Gelderse Stikstofaanpak
Stikstof (ammoniak en NOx) is een terugkerend onderwerp in de Gelderse Staten. In Gelderland gaat het vooral over ammoniak. Ammoniak vervliegt uit dierlijke mest als de dunne fractie (urine) en de dikke fractie (poep) van de mest bij elkaar komen. En Gelderland heeft veel (voor vermesting) kwetsbare natuur, denk aan de Veluwe en ook aan Winterswijk. Een flink aantal Gelderse boeren heeft ingetekend op één van de stoppersregelingen, maar dat is niet genoeg. Gelderland heeft al eerder besloten om

De Provincie Gelderland zet nu in op twee sporen: bedrijven die dichtbij een kwetsbaar natuurgebied liggen moeten of stoppen of verplaatsen of fors extensiveren (dus veel minder dieren houden). Dat helpt ook weer een beetje, omdat veel van de stikstof vlak bij het bedrijf op de grond terecht komt. Maar wat echt gaat helpen is de achtergrondconcentratie van stikstof (stikstofdeken) in heel Nederland omlaag brengen.
Voor het omlaag brengen van die stikstofdeken wil Gelderland op de korte termijn inzetten op meer natuurinclusieve landbouw, die veel minder vee per hectare heeft. Ook wordt er ingezet op managementmaatregelen, zoals het voerspoor (niet te veel en niet te weinig eiwit voeren), en het zo snel en goed mogelijk scheiden van de dikke en de dunne fractie van de mest. Dat laatste gaat overigens het gemakkelijkst met weidegang. Dan gaat dat namelijk vanzelf.

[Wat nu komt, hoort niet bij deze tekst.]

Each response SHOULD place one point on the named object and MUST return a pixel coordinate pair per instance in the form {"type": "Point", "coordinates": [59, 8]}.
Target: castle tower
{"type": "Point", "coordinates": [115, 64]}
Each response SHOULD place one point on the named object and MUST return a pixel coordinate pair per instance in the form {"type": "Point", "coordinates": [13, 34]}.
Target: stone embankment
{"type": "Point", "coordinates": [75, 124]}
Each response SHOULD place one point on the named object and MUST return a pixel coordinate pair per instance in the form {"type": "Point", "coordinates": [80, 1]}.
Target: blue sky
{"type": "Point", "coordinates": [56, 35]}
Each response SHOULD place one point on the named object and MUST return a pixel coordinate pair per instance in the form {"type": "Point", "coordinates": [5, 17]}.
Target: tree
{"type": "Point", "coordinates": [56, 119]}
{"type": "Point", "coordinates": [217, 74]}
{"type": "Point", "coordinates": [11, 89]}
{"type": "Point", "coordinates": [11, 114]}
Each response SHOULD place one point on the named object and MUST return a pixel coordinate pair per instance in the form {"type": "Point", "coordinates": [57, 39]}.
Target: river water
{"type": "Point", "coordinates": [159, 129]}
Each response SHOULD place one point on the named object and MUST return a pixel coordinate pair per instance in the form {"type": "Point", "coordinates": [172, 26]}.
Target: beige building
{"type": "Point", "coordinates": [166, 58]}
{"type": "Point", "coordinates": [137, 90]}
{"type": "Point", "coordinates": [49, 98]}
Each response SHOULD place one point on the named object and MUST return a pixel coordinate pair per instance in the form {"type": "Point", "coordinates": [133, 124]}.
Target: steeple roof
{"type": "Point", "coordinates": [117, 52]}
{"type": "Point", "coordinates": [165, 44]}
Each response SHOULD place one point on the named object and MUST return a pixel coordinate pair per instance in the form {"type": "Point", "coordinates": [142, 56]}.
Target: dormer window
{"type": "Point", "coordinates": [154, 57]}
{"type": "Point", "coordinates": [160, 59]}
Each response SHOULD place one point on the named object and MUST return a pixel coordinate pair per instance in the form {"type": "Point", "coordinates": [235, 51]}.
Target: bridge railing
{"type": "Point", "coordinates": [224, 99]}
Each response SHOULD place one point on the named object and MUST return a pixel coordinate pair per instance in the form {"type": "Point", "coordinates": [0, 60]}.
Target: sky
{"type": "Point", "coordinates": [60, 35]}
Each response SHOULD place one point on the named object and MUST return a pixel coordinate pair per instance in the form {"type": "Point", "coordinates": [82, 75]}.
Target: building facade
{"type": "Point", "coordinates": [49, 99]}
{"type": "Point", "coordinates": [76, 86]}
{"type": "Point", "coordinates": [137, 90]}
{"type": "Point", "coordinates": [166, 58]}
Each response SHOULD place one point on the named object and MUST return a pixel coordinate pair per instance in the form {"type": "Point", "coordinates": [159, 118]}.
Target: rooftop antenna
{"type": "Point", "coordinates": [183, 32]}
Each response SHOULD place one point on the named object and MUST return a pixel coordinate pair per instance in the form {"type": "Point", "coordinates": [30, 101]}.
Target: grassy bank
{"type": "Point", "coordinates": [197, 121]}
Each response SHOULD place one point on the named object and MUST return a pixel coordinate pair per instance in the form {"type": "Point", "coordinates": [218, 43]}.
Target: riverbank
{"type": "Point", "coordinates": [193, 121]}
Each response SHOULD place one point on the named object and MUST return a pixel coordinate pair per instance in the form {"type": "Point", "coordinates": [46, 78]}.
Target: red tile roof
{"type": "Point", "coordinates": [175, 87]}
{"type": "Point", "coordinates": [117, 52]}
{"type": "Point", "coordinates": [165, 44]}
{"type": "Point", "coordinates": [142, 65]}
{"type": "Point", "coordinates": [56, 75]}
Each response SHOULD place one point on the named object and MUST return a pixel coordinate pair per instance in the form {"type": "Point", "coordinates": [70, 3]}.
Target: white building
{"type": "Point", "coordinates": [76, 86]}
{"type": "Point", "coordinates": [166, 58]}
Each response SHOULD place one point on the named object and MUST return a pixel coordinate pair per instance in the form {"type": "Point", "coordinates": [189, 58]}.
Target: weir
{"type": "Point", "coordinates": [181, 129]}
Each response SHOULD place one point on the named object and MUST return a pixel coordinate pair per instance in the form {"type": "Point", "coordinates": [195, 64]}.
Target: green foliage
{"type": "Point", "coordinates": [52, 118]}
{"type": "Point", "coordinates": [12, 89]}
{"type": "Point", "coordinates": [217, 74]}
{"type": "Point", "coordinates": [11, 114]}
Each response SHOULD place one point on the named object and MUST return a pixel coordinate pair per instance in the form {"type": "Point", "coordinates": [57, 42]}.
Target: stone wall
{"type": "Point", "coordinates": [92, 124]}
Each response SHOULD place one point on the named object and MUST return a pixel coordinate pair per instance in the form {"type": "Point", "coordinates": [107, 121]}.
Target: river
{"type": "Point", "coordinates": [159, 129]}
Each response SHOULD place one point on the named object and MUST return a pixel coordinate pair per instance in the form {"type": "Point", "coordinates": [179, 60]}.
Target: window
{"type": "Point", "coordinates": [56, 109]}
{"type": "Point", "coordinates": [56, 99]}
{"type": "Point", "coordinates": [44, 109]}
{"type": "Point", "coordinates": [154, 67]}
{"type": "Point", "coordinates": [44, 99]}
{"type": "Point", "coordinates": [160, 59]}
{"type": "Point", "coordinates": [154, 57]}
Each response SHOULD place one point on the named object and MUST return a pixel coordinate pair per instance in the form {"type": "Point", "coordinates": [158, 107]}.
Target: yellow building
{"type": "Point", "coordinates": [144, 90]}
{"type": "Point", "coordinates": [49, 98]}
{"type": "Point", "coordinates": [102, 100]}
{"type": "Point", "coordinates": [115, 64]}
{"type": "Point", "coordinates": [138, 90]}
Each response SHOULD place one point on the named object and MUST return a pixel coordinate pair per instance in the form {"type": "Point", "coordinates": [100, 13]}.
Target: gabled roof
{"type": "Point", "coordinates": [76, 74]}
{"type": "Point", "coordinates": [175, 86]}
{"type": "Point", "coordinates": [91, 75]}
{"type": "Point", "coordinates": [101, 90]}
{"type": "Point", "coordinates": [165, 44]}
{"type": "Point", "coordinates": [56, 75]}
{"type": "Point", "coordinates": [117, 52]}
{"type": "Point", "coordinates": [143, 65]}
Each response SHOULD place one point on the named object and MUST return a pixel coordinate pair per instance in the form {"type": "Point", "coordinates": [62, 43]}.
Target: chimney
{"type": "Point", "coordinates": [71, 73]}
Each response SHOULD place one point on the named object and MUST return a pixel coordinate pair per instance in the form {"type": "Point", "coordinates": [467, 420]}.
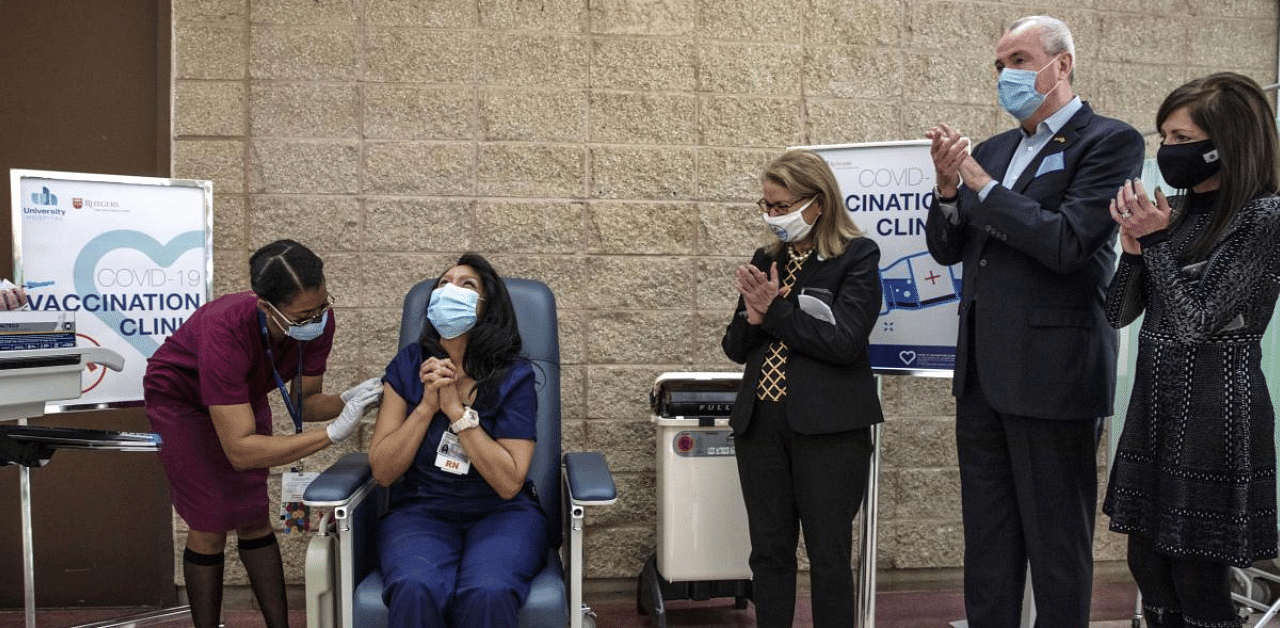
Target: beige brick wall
{"type": "Point", "coordinates": [611, 149]}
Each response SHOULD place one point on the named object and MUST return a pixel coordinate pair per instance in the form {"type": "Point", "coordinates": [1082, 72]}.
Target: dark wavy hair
{"type": "Point", "coordinates": [283, 269]}
{"type": "Point", "coordinates": [1238, 118]}
{"type": "Point", "coordinates": [494, 343]}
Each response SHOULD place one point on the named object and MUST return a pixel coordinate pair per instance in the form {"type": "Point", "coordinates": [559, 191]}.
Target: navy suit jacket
{"type": "Point", "coordinates": [830, 381]}
{"type": "Point", "coordinates": [1037, 261]}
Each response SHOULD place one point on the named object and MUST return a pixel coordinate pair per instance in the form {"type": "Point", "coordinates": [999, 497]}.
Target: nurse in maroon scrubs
{"type": "Point", "coordinates": [206, 394]}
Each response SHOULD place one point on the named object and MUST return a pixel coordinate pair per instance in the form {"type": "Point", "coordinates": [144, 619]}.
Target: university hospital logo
{"type": "Point", "coordinates": [45, 206]}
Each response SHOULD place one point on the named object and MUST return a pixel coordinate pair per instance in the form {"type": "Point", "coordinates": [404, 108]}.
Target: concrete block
{"type": "Point", "coordinates": [865, 23]}
{"type": "Point", "coordinates": [906, 544]}
{"type": "Point", "coordinates": [397, 55]}
{"type": "Point", "coordinates": [650, 228]}
{"type": "Point", "coordinates": [324, 223]}
{"type": "Point", "coordinates": [927, 494]}
{"type": "Point", "coordinates": [572, 335]}
{"type": "Point", "coordinates": [460, 14]}
{"type": "Point", "coordinates": [535, 60]}
{"type": "Point", "coordinates": [530, 227]}
{"type": "Point", "coordinates": [419, 168]}
{"type": "Point", "coordinates": [731, 174]}
{"type": "Point", "coordinates": [634, 118]}
{"type": "Point", "coordinates": [734, 122]}
{"type": "Point", "coordinates": [209, 108]}
{"type": "Point", "coordinates": [836, 122]}
{"type": "Point", "coordinates": [574, 400]}
{"type": "Point", "coordinates": [554, 15]}
{"type": "Point", "coordinates": [229, 227]}
{"type": "Point", "coordinates": [1146, 40]}
{"type": "Point", "coordinates": [315, 110]}
{"type": "Point", "coordinates": [617, 551]}
{"type": "Point", "coordinates": [530, 170]}
{"type": "Point", "coordinates": [1235, 44]}
{"type": "Point", "coordinates": [955, 78]}
{"type": "Point", "coordinates": [385, 278]}
{"type": "Point", "coordinates": [231, 271]}
{"type": "Point", "coordinates": [644, 64]}
{"type": "Point", "coordinates": [296, 166]}
{"type": "Point", "coordinates": [917, 397]}
{"type": "Point", "coordinates": [854, 72]}
{"type": "Point", "coordinates": [417, 224]}
{"type": "Point", "coordinates": [227, 12]}
{"type": "Point", "coordinates": [210, 51]}
{"type": "Point", "coordinates": [668, 18]}
{"type": "Point", "coordinates": [640, 283]}
{"type": "Point", "coordinates": [305, 12]}
{"type": "Point", "coordinates": [567, 276]}
{"type": "Point", "coordinates": [621, 392]}
{"type": "Point", "coordinates": [304, 54]}
{"type": "Point", "coordinates": [218, 160]}
{"type": "Point", "coordinates": [954, 28]}
{"type": "Point", "coordinates": [639, 338]}
{"type": "Point", "coordinates": [752, 21]}
{"type": "Point", "coordinates": [760, 69]}
{"type": "Point", "coordinates": [417, 113]}
{"type": "Point", "coordinates": [533, 115]}
{"type": "Point", "coordinates": [918, 443]}
{"type": "Point", "coordinates": [625, 172]}
{"type": "Point", "coordinates": [717, 289]}
{"type": "Point", "coordinates": [731, 229]}
{"type": "Point", "coordinates": [629, 444]}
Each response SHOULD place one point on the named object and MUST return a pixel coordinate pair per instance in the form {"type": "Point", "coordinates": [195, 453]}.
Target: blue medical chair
{"type": "Point", "coordinates": [343, 582]}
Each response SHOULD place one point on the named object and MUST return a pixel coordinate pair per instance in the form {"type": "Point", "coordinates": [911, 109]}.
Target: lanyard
{"type": "Point", "coordinates": [292, 404]}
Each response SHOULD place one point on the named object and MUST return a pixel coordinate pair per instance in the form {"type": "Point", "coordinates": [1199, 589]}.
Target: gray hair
{"type": "Point", "coordinates": [1055, 36]}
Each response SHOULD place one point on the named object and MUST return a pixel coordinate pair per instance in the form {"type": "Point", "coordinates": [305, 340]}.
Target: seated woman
{"type": "Point", "coordinates": [465, 533]}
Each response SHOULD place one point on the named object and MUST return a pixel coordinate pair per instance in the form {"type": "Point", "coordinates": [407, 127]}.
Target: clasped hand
{"type": "Point", "coordinates": [758, 290]}
{"type": "Point", "coordinates": [952, 164]}
{"type": "Point", "coordinates": [1138, 215]}
{"type": "Point", "coordinates": [439, 385]}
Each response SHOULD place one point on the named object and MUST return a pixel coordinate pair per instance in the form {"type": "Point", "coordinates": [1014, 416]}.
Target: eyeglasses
{"type": "Point", "coordinates": [324, 307]}
{"type": "Point", "coordinates": [777, 209]}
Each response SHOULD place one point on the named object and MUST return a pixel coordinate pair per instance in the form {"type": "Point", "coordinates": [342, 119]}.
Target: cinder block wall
{"type": "Point", "coordinates": [612, 149]}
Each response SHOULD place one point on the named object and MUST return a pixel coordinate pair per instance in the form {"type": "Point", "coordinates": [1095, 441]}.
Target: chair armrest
{"type": "Point", "coordinates": [588, 477]}
{"type": "Point", "coordinates": [344, 481]}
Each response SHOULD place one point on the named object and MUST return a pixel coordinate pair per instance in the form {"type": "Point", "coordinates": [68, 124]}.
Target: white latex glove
{"type": "Point", "coordinates": [350, 416]}
{"type": "Point", "coordinates": [370, 384]}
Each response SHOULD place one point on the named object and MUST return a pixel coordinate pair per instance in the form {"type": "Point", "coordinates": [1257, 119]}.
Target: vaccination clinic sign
{"type": "Point", "coordinates": [131, 256]}
{"type": "Point", "coordinates": [887, 189]}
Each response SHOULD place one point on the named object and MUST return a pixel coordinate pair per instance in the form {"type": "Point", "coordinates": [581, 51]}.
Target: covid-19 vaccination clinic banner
{"type": "Point", "coordinates": [887, 189]}
{"type": "Point", "coordinates": [131, 256]}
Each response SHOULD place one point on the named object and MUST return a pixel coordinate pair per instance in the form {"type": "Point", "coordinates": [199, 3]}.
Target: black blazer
{"type": "Point", "coordinates": [830, 381]}
{"type": "Point", "coordinates": [1037, 261]}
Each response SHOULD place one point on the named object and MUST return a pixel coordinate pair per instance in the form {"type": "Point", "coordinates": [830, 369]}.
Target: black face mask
{"type": "Point", "coordinates": [1188, 165]}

Op de wat langere termijn wil Gelderland ook innovaties inzetten, die helpen de dikke en de dunne fractie van de mest nog beter te scheiden. Daarbij wil Gelderland 'de boer aan het roer' zetten. Echter, de boer aan het roer betekent dat goed bekend moet zijn wat een boerenbedrijf en een gebied uitstoot. De vraag is dus hoe borg je dat de boer doet wat hij zegt (of denkt) te doen. En dat is nog niet zo eenvoudig.
Meetmethoden
Dit als inleiding voor een bedrijfsbezoek dat ik samen met andere Statenleden bracht aan De Marke, een proefbedrijf van Wageningen University and Research (WUR), een webinar over de afrekenbare stoffenbalans en een bedrijfsbezoek aan het OnePlanet Research Center dat is opgezet door de provincie Gelderland, de WUR, de Radboud Universiteit, Radboudumc en nanotechnologiebedrijf IMEC.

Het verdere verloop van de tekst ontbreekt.